In October 2016, the Prime Minister asked Matthew Taylor (CEO of the Royal Society of Arts) to conduct an independent review of worker’s rights in today’s ‘gig’ economy.

The findings of this review, due to be published in June 2017, will examine whether our current system of employment rules are still suitable for those working flexibly in today’s technology driven world (think Uber and Deliveroo).

The review focuses on six key themes:

Security, pay and rights – What effect do these new, non-traditional, ways of working have on the rights and benefits of those involved?

Progression and training – How can those working in the gig economy be encouraged to develop professionally?

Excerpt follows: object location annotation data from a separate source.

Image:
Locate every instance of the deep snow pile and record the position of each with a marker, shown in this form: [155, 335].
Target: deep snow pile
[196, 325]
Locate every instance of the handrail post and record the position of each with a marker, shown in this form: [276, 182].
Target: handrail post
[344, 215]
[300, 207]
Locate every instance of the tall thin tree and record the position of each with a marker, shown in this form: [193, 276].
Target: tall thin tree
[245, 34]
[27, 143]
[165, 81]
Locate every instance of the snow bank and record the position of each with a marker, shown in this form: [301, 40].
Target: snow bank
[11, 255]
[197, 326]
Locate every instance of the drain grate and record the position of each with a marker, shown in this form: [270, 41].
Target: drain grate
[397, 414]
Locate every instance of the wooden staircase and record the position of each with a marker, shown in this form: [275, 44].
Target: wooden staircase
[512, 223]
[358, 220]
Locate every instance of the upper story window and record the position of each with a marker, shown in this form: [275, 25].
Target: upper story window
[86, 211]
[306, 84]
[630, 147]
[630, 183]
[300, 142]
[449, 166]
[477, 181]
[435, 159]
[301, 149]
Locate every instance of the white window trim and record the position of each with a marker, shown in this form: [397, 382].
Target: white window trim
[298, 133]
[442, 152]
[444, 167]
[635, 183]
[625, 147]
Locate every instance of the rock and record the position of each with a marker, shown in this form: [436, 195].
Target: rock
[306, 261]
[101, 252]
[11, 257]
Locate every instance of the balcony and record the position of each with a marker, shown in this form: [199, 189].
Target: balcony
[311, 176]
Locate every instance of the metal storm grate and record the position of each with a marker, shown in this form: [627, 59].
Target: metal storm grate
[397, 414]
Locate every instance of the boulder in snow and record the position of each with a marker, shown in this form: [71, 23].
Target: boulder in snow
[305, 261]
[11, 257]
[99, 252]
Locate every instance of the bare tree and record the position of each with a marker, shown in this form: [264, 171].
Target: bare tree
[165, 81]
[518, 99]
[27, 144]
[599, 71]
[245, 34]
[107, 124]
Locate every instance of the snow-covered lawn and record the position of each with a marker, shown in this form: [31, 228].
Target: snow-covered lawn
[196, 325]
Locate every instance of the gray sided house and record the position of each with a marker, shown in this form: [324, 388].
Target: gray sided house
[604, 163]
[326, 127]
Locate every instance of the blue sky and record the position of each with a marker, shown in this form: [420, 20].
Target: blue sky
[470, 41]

The balance of rights and responsibilities – Do the current categories of employee, worker and self-employed, operate effectively for those in the gig economy?

Representation – Are those working in the gig economy suitably represented, to ensure they can access their rights?

Opportunities for under-represented groups – Do new ways of working present an opportunity for those who previously found access to work difficult, such as carers or those with disabilities?

New business models – How can government support the varying business models available to investors, consumers and workers?


The review team recently launched its UK tour, visiting selected cities to gain a better understanding of the different ways of working throughout the country.

What is likely to happen?

It is expected that when the findings of the review are published, legislation will follow to protect those working in the gig economy, and to assist with the current blurring of boundaries between the employed and the self-employed. It is expected that the review will seek greater clarity in the underlying legislation, to ensure it is more reflective of modern working practices, from both an employment and a tax perspective.

Mr Taylor has recently revealed that he will be recommending changes to the rights of the self-employed when the review is published, and he is expected to recommend that companies who wish to exert ‘control’ over their flexible workers, will also be required to afford them additional rights more akin to those currently enjoyed by employees.